An interesting discussion last night about the idea of a world parliament. If democracy is a fundamental principle of how government should take decisions, which this website thinks it is, and if government decisions are now effectively being taken at the global level, which is an observable fact, then democracy too needs to be practised at the global level.
One of the most obvious and immediate ways to create democracy at the global level would be to set up some kind of world parliament or global parliamentary assembly. (Read more about the idea of that here.) There’s a lot of detail to be resolved in that idea, of course, but the basic principle of taking the system of representative democracy we are used to within individual countries and implementing it within the United Nations and other global institutions.
The focus of our discussion was whether this would actually lead to something that looked like global democracy. Global, yes; but democracy?
There is a lot of doubt expressed about the effectiveness of representative democracy as we know it now. Participants from groups such as the Spanish 15-M and Occupy reported on their experience of how representative democracy had let them down: decisions were be taken in the interests of the rich and connected, even though everyone in theory each had one vote. Direct popular participation was a much better way for people to have their voices heard.
There was a separate concern about the remoteness of any global parliament. If each global MP represented, say, 10 million people, what kind of representation could that be? The rise of the internet as a means of interaction meant that citizens could engage directly in decision-making rather than having to go through intermediaries. Borders are no problem, when it comes to the online world.
Both of these points are good and serious, but I am not sure that they are criticisms of representative democracy as such: they are challenges to the way in which it works, not whether it works.

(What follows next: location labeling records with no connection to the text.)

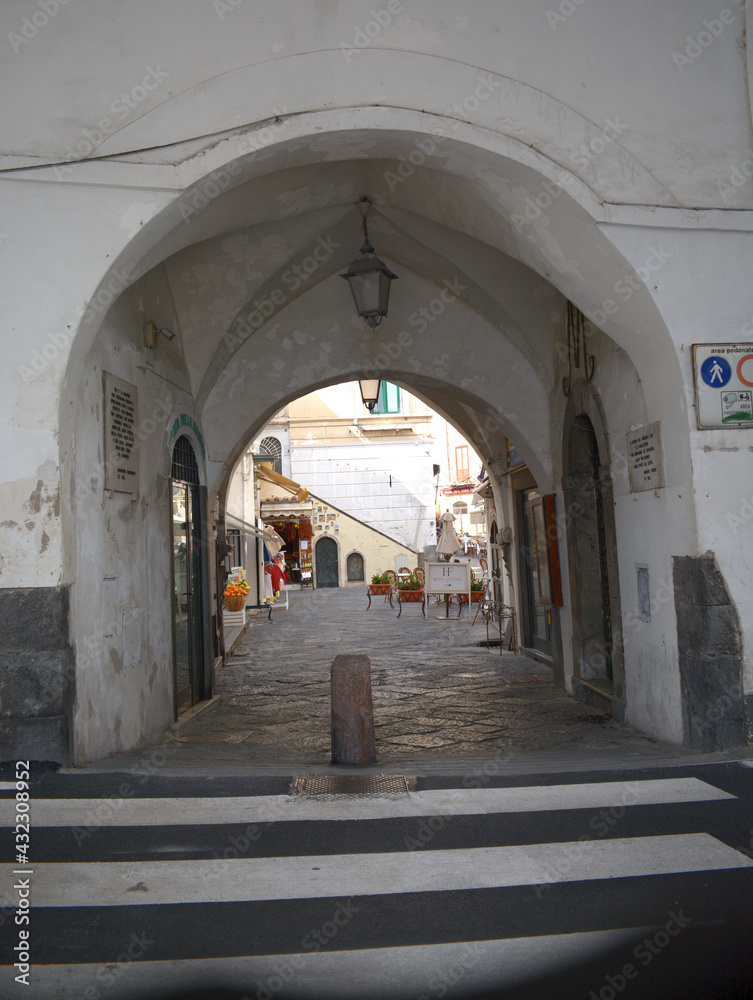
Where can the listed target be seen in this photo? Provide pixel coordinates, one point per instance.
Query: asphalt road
(589, 884)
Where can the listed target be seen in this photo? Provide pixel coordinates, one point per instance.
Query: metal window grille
(185, 467)
(272, 447)
(355, 566)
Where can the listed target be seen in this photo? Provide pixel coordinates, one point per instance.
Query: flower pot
(411, 596)
(235, 603)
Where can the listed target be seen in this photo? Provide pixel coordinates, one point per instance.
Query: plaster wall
(387, 485)
(649, 530)
(253, 57)
(379, 553)
(122, 608)
(706, 296)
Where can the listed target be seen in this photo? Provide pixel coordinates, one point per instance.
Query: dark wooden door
(326, 563)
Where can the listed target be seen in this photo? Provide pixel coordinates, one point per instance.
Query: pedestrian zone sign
(723, 376)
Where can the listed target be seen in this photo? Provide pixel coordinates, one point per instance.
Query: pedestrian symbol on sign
(715, 371)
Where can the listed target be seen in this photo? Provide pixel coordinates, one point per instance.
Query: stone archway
(598, 656)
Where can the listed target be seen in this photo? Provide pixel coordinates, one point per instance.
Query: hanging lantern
(369, 278)
(370, 388)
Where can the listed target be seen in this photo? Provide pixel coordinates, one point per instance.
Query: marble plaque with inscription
(121, 439)
(645, 458)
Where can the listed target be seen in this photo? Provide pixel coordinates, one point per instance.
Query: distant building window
(272, 448)
(462, 463)
(389, 399)
(355, 567)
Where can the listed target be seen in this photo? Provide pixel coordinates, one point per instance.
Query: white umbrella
(448, 544)
(273, 541)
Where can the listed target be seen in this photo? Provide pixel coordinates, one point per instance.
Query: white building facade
(175, 219)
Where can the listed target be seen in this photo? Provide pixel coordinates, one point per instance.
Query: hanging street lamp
(369, 278)
(370, 392)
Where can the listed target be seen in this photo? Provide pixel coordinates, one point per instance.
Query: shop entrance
(537, 592)
(592, 556)
(189, 577)
(326, 563)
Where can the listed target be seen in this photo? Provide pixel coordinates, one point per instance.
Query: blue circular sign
(716, 372)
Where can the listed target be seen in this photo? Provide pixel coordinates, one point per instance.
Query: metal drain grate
(213, 737)
(349, 784)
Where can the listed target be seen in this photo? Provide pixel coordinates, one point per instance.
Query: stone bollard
(353, 740)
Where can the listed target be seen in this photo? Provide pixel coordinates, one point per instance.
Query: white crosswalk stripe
(437, 802)
(317, 877)
(507, 881)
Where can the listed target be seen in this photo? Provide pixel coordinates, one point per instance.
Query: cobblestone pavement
(438, 695)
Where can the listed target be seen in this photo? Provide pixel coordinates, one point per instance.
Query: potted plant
(380, 584)
(411, 589)
(235, 595)
(477, 592)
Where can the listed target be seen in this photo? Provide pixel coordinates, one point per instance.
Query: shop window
(389, 398)
(462, 463)
(271, 446)
(355, 567)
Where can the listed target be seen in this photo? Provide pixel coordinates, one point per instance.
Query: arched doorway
(190, 575)
(592, 549)
(326, 563)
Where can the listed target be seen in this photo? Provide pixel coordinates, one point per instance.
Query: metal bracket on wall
(576, 349)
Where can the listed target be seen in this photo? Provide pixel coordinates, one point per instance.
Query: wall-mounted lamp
(369, 278)
(370, 392)
(152, 332)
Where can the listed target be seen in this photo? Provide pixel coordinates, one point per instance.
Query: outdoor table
(400, 601)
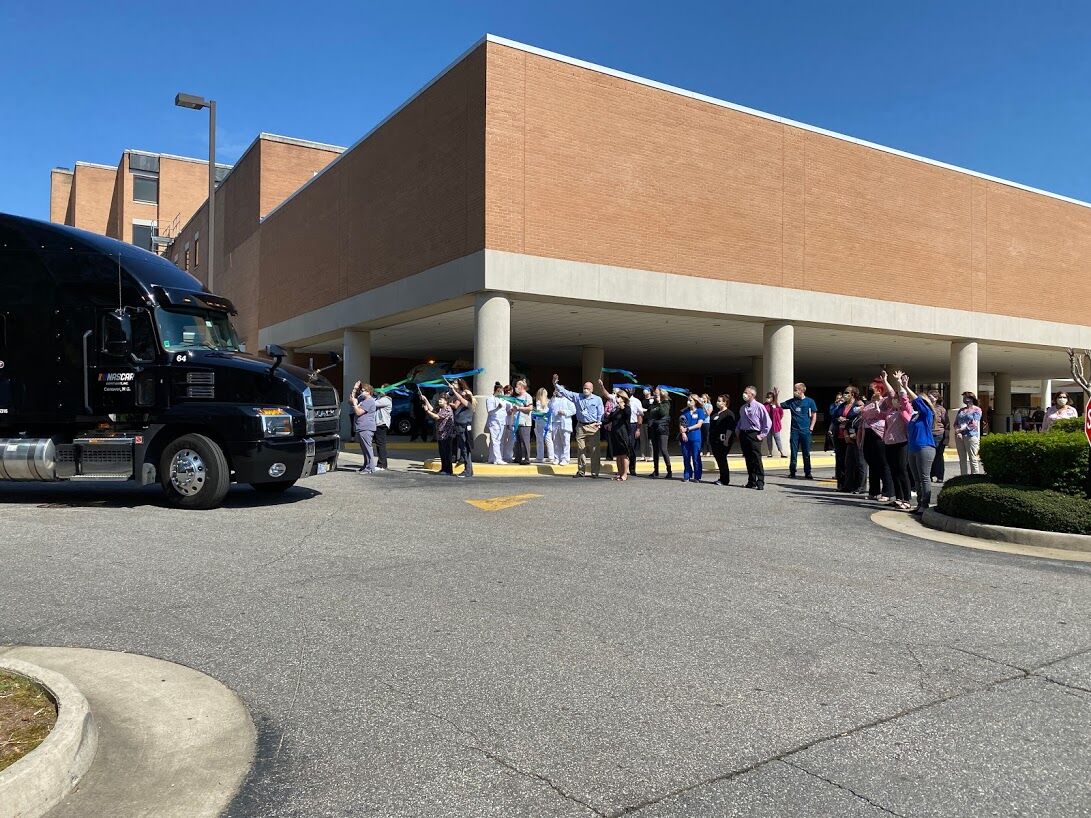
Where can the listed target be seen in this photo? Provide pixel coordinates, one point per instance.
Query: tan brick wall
(408, 197)
(286, 168)
(594, 168)
(92, 197)
(183, 188)
(60, 191)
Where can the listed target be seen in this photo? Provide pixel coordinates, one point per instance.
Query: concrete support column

On the first point, the crucial point about government is that it is compulsory. There is something qualitatively different between the power of the state and the power of other kinds of institutions. The attempts to set up self-managing direct democracy are not in themselves expressions of state power, in which case that state power remains to be controlled. The desire for self-management is evidence that representative democracy is currently failing, largely because it is still too centralised, not that it must inevitable fail.
Think of it in these terms. One of the major issues to be dealt with by the global system, in whatever form it exists, is the need to cut carbon emissions and reduce global warming. The problem is not caused only by what communities do, but by what other communities do to them. No amount of self-management can tackle this fundamental dilemma.
On the second point, that of the distance of parliamentarians from the public, it is undoubtedly the case that people elected to a legislative assembly of any kind will have a certain distance from the people who vote for them, but they will be equally distant from all of them. That is to say, all voters remain equal. A system that allowed, for which read required, voters to engage in the decision-making process on a more frequent basis would discriminate against those who were less able to do so: the parents of small children, for example, or the elderly who cannot use the internet. Such people are equal citizens with equal rights but who will never have equal access to decision-making on a frequent basis.
Now, neither of these responses to the two points is completely satisfactory. Simply repeating the experience of Westminster at the global level would not achieve much. But an effort in this direction is nevertheless worthwhile, and we need to think and work more on how.